- Directed by: Fanta Régina Nacro
- Written by: Fanta Régina Nacro
- Produced by: Les Films du Défi
- Starring: Abdoulaye Komboudri Andromaque Nacro Hyppolite Ouangrawa
- Cinematography: Catherine Sebag
- Music by: Aline Robel
- Release date: 1991;
- Running time: 13 min.
- Country: Burkina Faso

= Un Certain Matin =

1991 Burkinese short film

Un Certain Matin (A Certain Morning) is a 1991 Burkinabé short film directed by Fanta Régina Nacro and produced by Les Films du Défi. It stars Abdoulaye Komboudri, Andromaque Nacro and Hyppolite Ouangrawa.
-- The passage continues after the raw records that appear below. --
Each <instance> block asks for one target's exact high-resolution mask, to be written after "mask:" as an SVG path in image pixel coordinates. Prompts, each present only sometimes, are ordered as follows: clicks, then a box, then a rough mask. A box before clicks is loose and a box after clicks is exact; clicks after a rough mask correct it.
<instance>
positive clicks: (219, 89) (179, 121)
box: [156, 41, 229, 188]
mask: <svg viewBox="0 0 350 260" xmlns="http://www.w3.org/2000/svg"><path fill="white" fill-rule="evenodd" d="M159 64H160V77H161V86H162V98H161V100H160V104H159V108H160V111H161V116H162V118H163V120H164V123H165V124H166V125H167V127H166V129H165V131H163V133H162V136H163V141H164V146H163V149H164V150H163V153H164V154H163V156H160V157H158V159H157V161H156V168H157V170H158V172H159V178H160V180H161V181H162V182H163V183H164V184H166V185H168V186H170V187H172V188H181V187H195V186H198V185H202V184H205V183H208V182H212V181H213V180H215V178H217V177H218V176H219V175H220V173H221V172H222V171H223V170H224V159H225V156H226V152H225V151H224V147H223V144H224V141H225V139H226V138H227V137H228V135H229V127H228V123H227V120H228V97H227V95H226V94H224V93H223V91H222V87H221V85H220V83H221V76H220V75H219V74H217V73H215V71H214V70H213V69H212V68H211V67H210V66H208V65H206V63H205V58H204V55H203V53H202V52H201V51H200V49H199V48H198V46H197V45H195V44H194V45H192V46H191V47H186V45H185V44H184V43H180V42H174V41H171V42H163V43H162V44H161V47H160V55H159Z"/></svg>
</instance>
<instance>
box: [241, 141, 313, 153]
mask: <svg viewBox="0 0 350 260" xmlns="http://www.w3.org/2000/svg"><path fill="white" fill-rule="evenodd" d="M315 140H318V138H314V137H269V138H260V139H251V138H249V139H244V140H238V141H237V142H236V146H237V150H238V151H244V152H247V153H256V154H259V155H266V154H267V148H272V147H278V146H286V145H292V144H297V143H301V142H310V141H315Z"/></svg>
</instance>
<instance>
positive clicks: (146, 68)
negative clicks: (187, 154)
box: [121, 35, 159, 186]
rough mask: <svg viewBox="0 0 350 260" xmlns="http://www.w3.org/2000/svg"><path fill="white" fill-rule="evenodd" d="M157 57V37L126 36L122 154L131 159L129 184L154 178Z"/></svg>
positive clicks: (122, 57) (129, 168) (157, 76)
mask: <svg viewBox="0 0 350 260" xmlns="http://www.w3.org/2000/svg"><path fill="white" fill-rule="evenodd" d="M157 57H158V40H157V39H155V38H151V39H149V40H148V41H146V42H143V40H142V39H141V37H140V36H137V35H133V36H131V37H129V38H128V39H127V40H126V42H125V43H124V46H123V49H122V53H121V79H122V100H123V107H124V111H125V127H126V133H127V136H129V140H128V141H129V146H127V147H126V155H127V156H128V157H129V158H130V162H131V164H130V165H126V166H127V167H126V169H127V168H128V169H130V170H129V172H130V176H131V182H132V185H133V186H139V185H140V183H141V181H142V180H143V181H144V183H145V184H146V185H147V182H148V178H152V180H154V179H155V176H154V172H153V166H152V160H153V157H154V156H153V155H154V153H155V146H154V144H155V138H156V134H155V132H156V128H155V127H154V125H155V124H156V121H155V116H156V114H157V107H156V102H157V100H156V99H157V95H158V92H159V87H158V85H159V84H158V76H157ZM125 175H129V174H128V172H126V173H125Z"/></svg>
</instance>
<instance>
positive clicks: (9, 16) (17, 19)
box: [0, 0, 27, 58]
It is the first fiction film by a Burkinabé woman. The film was first screened at the 1992 Carthage Film Festival. The film received positive reviews and won several awards at international film festivals.

==Cast==
- Abdoulaye Komboudri
- Andromaque Nacro
- Hyppolite Ouangrawa

== Awards and honours ==
- Tanit d'Or Award at Carthage Film Festival in 1992.
- Licorne d'Or Award at Amiens Film Festival in 1992.
- First Prize Air Afrique at Milan Film Festival in 1993.